At the next camp her disciples waited eagerly, with great excitement. She had put the book in a chest and had it sealed. She had a lock put on it and brought the key. Her disciples lifted the chest on their heads and brought it to me. They asked me to open it. I opened it and took out a booklet, a tiny little booklet of some ten or fifteen pages; and tiny — about three inches long by two inches wide. And black pages without any white!
I said, “Bhuribai, you have written well. Other people write, but they blacken the page only a little bit. You wrote so there’s no white left at all.” She had written and written and written.
She said, “Only you can understand.
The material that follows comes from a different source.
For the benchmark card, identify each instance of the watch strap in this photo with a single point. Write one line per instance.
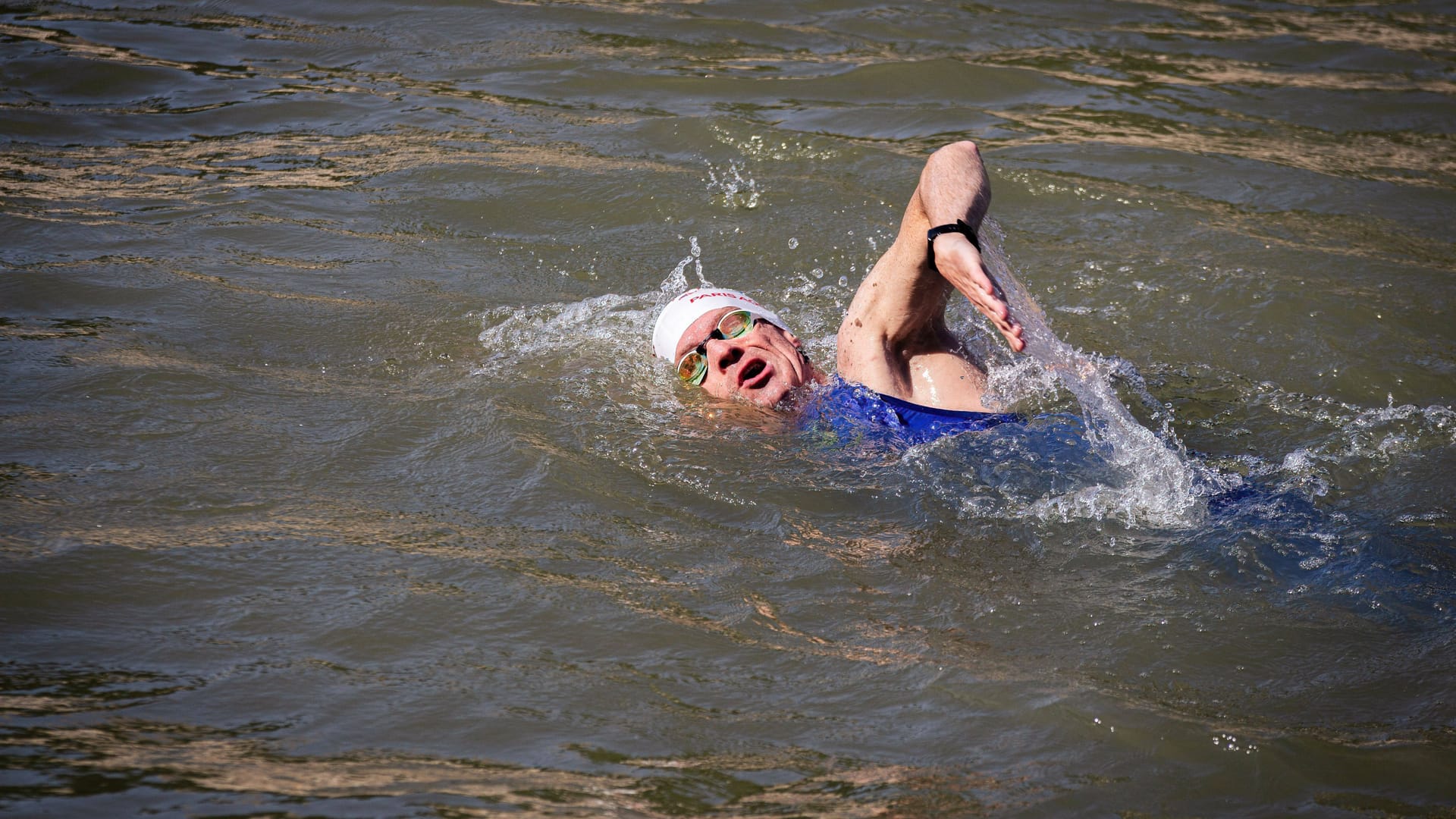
(959, 226)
They just don’t get it. I told them, ‘Look. Other people write. They write a little — they are educated, they can write only a little. I am unschooled, so I wrote on and on, wrote out the whole thing. I didn’t leave any space.’ And how to have someone else write it? So I just went on writing, went on marking and marking and marking — made the whole book totally black! Now you present it.”
And I did present it. Her disciples were very surprised. I said, “This is real scripture. This is the scripture of scriptures. The Sufis have a book, it is a blank book. They call it The Book of the Books. But its pages are white. Bhuribai’s book has gone beyond this. Its pages are black.”
Bhuribai never used to say anything. When someone used to come and ask her, “What should I do?” she would just make the gesture of touching her finger to her lips — “Just remain silent. nothing else needs to be done.”
Her love was amazing. She had her own way, unique! She doesn’t have to return to this world. She has gone forever. In silence, silence permeates. She has dissolved. The river has diffused into the ocean. She didn’t do anything, she just remained silent. And whoever went to her house she served them. She served them in every way — and silently, quietly. She was an amazing woman.